Search code examples
c++cudathrust

In CUDA / Thrust, how can I access a vector element's neighbor during a for-each operation?


I am trying to do some scientific simulation using Thrust library in CUDA, but I got stuck in the following operation which is basically a for-each loop:

device_vector<float> In(N);

for-each In(x) in In
      Out(x) = some_calculation(In(x-1),In(x),In(x+1));
end

I have already looked up stackoverflow.com and find some similar questions: Similar questions 1

But it seems using a transform iterator is only possible when the some_calculation function is done between 2 parameters, for transform iterator passes two parameters at most.

Then, for question 2: Similar questions 2

The discussion just ended without a conclusion.

I believe this is a simple problem because it's a natural requirements for parallel calculation. Anyone could tell me what to do?


Solution

  • Fancy iterators are the key to this sort of operation, which isn't all that intuitive in thrust.
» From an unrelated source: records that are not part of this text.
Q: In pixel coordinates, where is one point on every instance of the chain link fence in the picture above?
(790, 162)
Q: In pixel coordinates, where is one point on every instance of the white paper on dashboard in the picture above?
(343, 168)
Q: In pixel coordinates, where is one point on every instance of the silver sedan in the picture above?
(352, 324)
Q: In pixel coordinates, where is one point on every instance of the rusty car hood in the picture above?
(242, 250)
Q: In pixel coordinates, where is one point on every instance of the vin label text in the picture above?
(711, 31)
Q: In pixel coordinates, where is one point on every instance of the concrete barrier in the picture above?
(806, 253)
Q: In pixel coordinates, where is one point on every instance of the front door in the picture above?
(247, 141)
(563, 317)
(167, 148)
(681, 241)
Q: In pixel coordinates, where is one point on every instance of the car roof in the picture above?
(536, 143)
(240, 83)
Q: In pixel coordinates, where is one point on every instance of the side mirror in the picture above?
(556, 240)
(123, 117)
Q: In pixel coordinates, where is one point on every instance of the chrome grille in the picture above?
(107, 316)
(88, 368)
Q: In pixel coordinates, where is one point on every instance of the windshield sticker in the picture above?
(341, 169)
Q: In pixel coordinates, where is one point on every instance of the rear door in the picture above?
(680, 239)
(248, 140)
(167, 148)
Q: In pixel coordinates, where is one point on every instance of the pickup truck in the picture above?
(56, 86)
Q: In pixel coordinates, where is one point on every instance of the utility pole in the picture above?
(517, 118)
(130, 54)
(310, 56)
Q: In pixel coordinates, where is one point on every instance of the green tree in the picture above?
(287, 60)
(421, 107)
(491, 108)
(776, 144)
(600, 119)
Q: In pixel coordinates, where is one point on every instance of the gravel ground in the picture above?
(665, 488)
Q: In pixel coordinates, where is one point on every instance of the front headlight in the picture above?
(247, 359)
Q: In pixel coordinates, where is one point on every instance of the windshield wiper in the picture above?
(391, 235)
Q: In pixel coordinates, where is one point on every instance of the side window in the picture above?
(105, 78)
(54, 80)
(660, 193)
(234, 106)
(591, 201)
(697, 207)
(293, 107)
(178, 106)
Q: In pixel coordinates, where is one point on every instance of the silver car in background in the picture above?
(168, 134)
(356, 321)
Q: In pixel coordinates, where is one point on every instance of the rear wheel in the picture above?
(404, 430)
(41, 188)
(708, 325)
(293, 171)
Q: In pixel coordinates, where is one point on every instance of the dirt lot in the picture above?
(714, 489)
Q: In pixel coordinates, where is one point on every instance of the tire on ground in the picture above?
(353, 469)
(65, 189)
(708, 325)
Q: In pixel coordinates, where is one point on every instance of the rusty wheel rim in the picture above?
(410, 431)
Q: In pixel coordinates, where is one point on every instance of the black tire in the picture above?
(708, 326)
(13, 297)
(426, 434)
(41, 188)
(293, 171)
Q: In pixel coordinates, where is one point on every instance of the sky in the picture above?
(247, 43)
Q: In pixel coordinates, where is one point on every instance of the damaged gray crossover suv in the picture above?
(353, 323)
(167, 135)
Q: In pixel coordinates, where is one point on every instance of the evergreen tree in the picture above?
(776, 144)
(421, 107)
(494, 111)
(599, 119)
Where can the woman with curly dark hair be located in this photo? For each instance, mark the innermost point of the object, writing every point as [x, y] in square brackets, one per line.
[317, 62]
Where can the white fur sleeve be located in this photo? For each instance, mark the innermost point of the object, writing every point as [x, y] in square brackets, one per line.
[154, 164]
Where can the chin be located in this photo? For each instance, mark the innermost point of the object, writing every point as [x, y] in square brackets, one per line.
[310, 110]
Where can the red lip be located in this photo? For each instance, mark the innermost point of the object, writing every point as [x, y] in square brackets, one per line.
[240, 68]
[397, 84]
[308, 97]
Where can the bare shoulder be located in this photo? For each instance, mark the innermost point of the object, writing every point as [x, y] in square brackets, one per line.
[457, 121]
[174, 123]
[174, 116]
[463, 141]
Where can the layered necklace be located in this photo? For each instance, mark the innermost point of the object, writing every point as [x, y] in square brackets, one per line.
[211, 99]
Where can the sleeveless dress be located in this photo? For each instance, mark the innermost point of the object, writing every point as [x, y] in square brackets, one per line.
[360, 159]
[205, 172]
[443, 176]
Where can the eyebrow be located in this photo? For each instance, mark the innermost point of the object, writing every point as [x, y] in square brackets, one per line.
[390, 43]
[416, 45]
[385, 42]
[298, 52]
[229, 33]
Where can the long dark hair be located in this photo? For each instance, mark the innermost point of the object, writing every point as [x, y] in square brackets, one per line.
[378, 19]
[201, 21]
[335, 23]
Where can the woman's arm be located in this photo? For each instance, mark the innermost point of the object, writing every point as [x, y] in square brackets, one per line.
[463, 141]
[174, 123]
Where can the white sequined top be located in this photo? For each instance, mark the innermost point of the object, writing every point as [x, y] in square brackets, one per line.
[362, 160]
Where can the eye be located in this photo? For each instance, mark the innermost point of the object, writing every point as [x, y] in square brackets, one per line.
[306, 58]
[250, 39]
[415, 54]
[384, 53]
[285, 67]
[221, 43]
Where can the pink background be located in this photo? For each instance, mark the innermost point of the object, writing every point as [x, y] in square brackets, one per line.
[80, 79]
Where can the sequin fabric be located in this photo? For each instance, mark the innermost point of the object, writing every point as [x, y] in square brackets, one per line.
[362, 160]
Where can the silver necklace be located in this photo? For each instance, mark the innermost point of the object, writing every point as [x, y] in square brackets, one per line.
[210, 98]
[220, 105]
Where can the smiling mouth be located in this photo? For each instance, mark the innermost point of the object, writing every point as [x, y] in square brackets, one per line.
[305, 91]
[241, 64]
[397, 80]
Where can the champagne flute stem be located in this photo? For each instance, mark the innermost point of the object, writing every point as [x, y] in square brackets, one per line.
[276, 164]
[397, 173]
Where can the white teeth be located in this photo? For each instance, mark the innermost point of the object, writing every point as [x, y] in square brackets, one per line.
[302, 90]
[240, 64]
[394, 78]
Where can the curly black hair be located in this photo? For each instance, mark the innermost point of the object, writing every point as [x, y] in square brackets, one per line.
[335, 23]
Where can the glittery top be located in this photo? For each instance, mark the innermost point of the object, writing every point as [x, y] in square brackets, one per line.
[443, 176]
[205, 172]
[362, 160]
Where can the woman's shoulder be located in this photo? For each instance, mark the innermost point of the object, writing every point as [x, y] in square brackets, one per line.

You can use the zip_iterator to create tuples of values which can then be iterated over, so for a typical f(x[i-1], x[i], x[i+1]) type function, you get something like this:

    #include <iostream>
    #include <cmath>
    #include <thrust/iterator/zip_iterator.h>
    #include <thrust/tuple.h>
    #include <thrust/transform.h>
    
    struct divided_diff {
        float dx;
        divided_diff(float _dx) : dx(_dx) {};
    
        float operator()(const thrust::tuple<float, float, float> &in) const {
            float y0 = in.get<0>();
            float y1 = in.get<1>();
            float y2 = in.get<2>();
    
            return (y0 - 2.f * y1 + y2) / (dx * dx);
        }
    };
    
    int main() {
        const int N = 10;
        const float dx = 0.1f;
        float x[N], y[N], dydx[N];
    
        for (int i = 0; i < N; ++i) {
            x[i] = dx * float(i);
            y[i] = std::sin(x[i]);
            dydx[i] = 0.f;
        }
    
        auto begin = thrust::make_zip_iterator(thrust::make_tuple(&y[0], &y[1], &y[2]));
        auto end = thrust::make_zip_iterator(thrust::make_tuple(&y[N-2], &y[N-1], &y[N]));
    
        divided_diff f(dx);
        thrust::transform(begin, end, &dydx[1], f);
    
        for (int i = 0; i < N; ++i) {
            std::cout << i << " " << dydx[i] << std::endl;
        }
    
        return 0;
    }
    

    Here the functor processes one tuple at a time, where the tuple contains the three inputs from three different starting points in the same array or iterative sequence.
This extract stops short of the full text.